“So,” said Mal to Stuart.
“Be fair to him, it was a generous offer.”
“Motivated by pure guilt. The bastard never really meant it.”
“I think he did. But we’d never have lasted there. Tamoanchan. We’d have been curiosities at best. Zoo creatures.”
“We’ve done the right thing.”
“We’ve done the right thing. We should feel proud.”
“The only thing I feel is scared.”
He slipped an arm round her and hugged her close, even though it was exquisite agony for him.
“Gods are lies,” he said. “And liars. They leave nothing but pain and disaster in their wake. We’re better off without them.”

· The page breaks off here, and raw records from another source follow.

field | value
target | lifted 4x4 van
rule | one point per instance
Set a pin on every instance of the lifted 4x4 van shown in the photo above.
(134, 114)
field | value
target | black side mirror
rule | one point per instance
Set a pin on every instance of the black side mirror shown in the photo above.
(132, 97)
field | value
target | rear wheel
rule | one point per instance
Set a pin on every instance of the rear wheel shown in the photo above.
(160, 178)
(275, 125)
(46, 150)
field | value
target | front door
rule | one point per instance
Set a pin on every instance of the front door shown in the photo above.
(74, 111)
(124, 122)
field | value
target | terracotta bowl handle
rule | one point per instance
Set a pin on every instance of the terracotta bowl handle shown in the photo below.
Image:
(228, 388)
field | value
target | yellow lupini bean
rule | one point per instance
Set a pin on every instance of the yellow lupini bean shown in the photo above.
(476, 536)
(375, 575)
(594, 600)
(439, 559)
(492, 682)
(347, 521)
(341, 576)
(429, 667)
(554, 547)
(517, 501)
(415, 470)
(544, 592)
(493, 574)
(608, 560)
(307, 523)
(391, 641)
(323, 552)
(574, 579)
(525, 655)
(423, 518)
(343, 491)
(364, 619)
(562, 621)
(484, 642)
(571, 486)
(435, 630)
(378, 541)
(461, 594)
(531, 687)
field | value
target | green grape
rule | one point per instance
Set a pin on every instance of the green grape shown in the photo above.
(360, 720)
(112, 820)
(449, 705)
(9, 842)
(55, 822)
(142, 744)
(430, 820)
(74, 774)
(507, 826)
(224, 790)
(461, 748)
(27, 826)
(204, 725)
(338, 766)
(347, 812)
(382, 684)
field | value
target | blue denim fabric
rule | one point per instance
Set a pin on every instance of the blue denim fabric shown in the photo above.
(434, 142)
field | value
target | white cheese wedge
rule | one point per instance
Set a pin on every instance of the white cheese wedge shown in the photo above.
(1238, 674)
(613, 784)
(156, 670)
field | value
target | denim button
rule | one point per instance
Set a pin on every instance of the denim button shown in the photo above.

“Yeah, better off.” Mal gave an acerbic laugh. “Volcanoes are blowing their lids all across the globe. Seas are going to boil. Earthquakes are going to crack continents in two. But hoo-fucking-ray for us, we don’t have gods any more.”
“It’ll be quick.”
“You think?”
“I hope.”
“And no chance of…?”
“Civilisation pulling through somehow? Doubt it. The skies will be clouded with ash for years to come. Maybe some people won’t be killed instantly, a few, but there’ll be no sunlight, no crops, nothing for them to eat.”
“Shit.”
“Precisely.”
They were silent for a while, listening to the far-off, elemental rumbling that seemed to come from everywhere and nowhere.
“I don’t love you, Stuart Reston,” Mal said, “but I could have.”
“I’m very loveable, once you get to know me.”
“You stuck-up arsehole.”
“True. True.”
And so they sat side by side on the high tower, at the heart of a decapitated Empire, and waited for the world to end.